HR-6255-119
Referred to the Committee on Energy and Commerce, and in addition to the Committees on Ways and Means, and Education and Workforce, for a period to be subsequently determined by the Speaker, in each case for consideration of such provisions as fall within the jurisdiction of the committee concerned.
Sponsored by Angie Craig (D-MN)
What it does
This bill would amend the Public Health Service Act, the Internal Revenue Code, and ERISA to require group health plans and individual health insurance issuers to cover at least one insulin product of each type and dosage form, with no deductible applied and monthly cost-sharing capped at the lesser of $35 or 25% of the negotiated net price per 30-day supply.

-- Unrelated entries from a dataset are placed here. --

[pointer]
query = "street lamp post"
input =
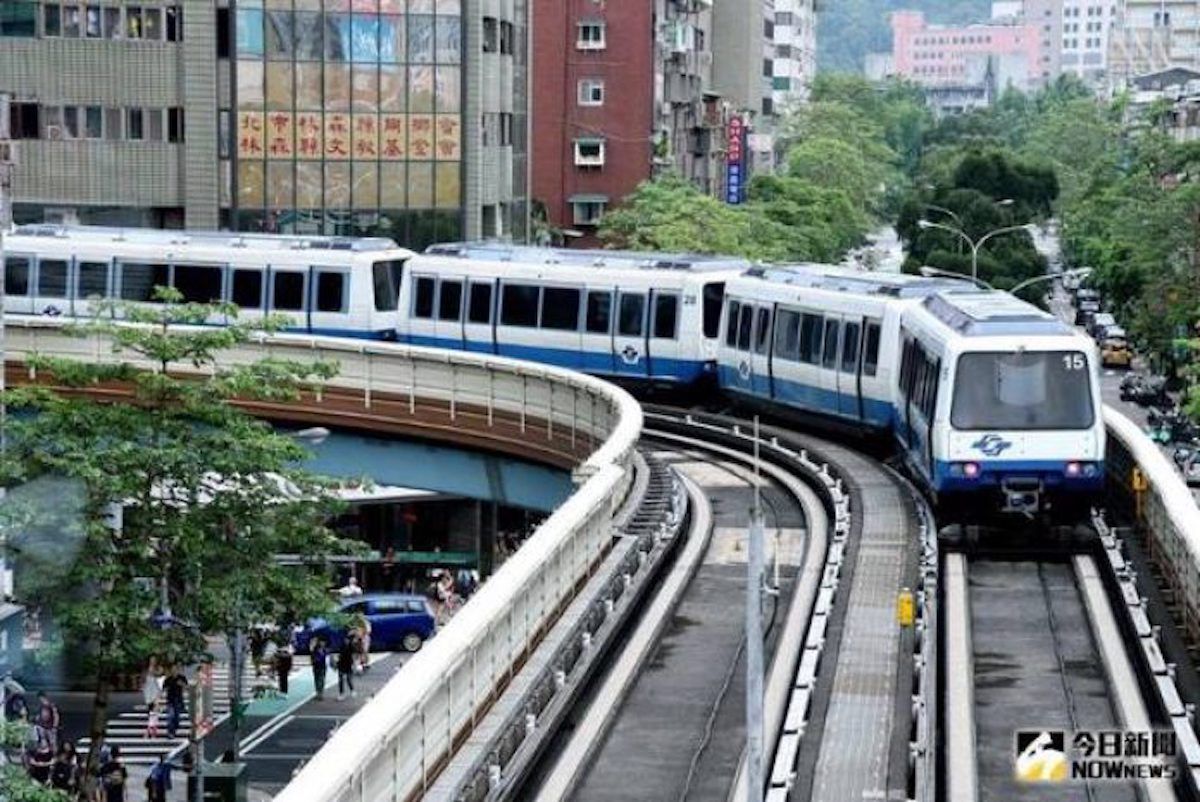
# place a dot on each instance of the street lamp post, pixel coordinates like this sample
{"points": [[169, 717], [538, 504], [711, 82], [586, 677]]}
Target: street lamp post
{"points": [[976, 244]]}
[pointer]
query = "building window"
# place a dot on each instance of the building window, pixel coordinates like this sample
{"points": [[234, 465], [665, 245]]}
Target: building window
{"points": [[591, 36], [591, 91], [589, 153]]}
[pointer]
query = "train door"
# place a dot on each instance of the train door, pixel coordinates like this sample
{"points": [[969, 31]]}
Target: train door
{"points": [[597, 340], [831, 359], [760, 357], [479, 327], [664, 335], [53, 280], [630, 340], [850, 378], [448, 325]]}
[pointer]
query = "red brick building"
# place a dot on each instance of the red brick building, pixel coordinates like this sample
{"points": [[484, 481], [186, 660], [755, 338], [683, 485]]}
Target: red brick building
{"points": [[593, 93]]}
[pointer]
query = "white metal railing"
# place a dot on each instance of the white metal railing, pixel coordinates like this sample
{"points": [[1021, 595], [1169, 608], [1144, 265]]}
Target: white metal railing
{"points": [[391, 748]]}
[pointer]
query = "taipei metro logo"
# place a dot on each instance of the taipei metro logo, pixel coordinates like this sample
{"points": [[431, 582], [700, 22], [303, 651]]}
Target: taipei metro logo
{"points": [[991, 444]]}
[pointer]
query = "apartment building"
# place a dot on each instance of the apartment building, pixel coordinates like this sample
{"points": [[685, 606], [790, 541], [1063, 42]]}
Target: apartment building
{"points": [[396, 118]]}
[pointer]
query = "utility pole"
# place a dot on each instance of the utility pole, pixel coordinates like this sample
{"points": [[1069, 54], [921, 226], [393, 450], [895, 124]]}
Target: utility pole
{"points": [[754, 639]]}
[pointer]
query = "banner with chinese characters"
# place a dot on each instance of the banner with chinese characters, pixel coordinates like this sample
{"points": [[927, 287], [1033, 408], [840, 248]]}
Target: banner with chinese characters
{"points": [[393, 137], [420, 137], [337, 137], [366, 136], [251, 135], [310, 139], [449, 137], [280, 136]]}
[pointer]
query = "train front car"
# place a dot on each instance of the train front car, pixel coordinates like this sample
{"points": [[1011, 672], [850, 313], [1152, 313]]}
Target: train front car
{"points": [[1014, 401]]}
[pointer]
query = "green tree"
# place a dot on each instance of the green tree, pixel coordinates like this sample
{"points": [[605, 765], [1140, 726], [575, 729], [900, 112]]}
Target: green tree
{"points": [[208, 495]]}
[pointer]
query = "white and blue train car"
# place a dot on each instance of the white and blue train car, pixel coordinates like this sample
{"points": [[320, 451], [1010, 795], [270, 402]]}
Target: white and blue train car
{"points": [[819, 339], [999, 400], [335, 286], [628, 316]]}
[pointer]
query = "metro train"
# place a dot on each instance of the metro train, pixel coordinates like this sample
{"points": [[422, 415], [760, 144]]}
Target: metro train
{"points": [[982, 394]]}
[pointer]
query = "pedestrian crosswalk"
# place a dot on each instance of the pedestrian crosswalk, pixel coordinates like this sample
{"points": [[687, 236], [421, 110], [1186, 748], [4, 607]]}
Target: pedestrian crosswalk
{"points": [[127, 729]]}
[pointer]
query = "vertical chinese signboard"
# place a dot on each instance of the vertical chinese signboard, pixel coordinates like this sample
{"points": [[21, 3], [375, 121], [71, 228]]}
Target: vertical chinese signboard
{"points": [[735, 160]]}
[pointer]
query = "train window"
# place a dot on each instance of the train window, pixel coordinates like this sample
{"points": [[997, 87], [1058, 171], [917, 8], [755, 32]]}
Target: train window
{"points": [[745, 325], [599, 312], [519, 305], [714, 294], [287, 294], [831, 347], [871, 349], [762, 331], [198, 283], [787, 335], [330, 292], [423, 297], [450, 300], [666, 316], [561, 309], [479, 309], [52, 279], [631, 315], [91, 280], [850, 348], [387, 276], [138, 280], [246, 288], [810, 339], [731, 324], [16, 275]]}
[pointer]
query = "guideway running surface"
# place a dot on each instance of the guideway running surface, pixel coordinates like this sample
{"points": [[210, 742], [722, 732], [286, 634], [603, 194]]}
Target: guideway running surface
{"points": [[684, 713], [1036, 666]]}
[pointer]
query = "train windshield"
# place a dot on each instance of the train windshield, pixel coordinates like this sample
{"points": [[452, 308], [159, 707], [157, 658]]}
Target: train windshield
{"points": [[1048, 389]]}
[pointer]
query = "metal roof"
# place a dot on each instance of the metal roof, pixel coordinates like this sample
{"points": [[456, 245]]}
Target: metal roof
{"points": [[586, 257], [204, 239]]}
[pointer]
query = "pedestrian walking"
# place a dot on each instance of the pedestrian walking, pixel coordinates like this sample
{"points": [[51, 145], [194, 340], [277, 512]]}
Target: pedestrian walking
{"points": [[346, 666], [319, 654], [159, 782], [113, 777], [283, 666], [175, 686]]}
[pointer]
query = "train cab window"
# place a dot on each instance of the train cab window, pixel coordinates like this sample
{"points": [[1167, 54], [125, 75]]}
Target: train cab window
{"points": [[287, 293], [871, 349], [811, 325], [246, 288], [831, 347], [91, 280], [450, 300], [745, 327], [16, 275], [198, 283], [385, 279], [666, 316], [631, 315], [52, 279], [423, 297], [599, 312], [479, 306], [713, 295], [850, 348], [561, 309], [787, 335], [330, 292], [138, 280], [731, 324], [519, 305]]}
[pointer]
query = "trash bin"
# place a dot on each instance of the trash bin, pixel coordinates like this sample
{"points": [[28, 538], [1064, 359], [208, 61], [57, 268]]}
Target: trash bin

The cap would apply to plan years beginning on or after January 1, 2026, and would extend to catastrophic health plans. Any cost-sharing paid under the cap would count toward a patient's deductible and out-of-pocket maximum.
Who benefits
People with diabetes who use insulin and have private insurance (employer-sponsored or individual market), including the estimated 7–8 million Americans who rely on insulin. Patients currently paying high deductibles before insulin coverage kicks in would benefit most. People enrolled in catastrophic health plans, who previously had no pre-deductible insulin coverage, would gain new access. Patients using multiple insulin types or dosage forms (e.g., vials, pumps, inhalers) would benefit from the requirement to cover at least one product of each type. Employers offering group health plans may benefit indirectly from a healthier, more productive workforce.
Who is hurt
Health insurers and pharmacy benefit managers (PBMs) would be required to absorb costs above the cap, which may be partially offset by negotiated rebates. Employers sponsoring self-insured group health plans would face new mandatory benefit requirements. Uninsured patients and those on Medicaid or Medicare Part D (already covered by the IRA's $35 cap) would not be directly affected by this bill. Insulin manufacturers could face indirect downward pricing pressure. Broadly insured populations may see modest premium increases if insurers spread absorbed costs across the risk pool. Small businesses offering group coverage could face higher plan costs.
Supporters argue
Supporters argue that insulin prices in the U.S. have risen dramatically over recent decades — with some products costing ten times more than in comparable countries — forcing an estimated one in four insulin-dependent patients to ration doses, a practice linked to hospitalizations and preventable deaths. They contend the bill closes a gap left by the Inflation Reduction Act of 2022, which capped insulin costs only for Medicare Part D enrollees, leaving tens of millions of privately insured patients without similar protection. Supporters also point to voluntary manufacturer commitments to cap insulin at $35, which they argue are insufficient without a legal mandate to ensure consistent, durable coverage.
Opponents argue
Opponents argue that price caps on cost-sharing do not address the underlying list prices set by manufacturers, and that mandating below-market patient costs shifts expenses to insurers, employers, and ultimately all policyholders through higher premiums — a cost redistribution rather than a cost reduction. They contend that imposing new federal benefit mandates on employer-sponsored plans under ERISA limits the flexibility businesses need to design cost-effective coverage, and that the bill's structure may reduce incentives for PBMs and insurers to negotiate aggressively on net insulin prices. Critics also argue that targeted mandates for a single drug class set a precedent for further federal micromanagement of private insurance benefit design.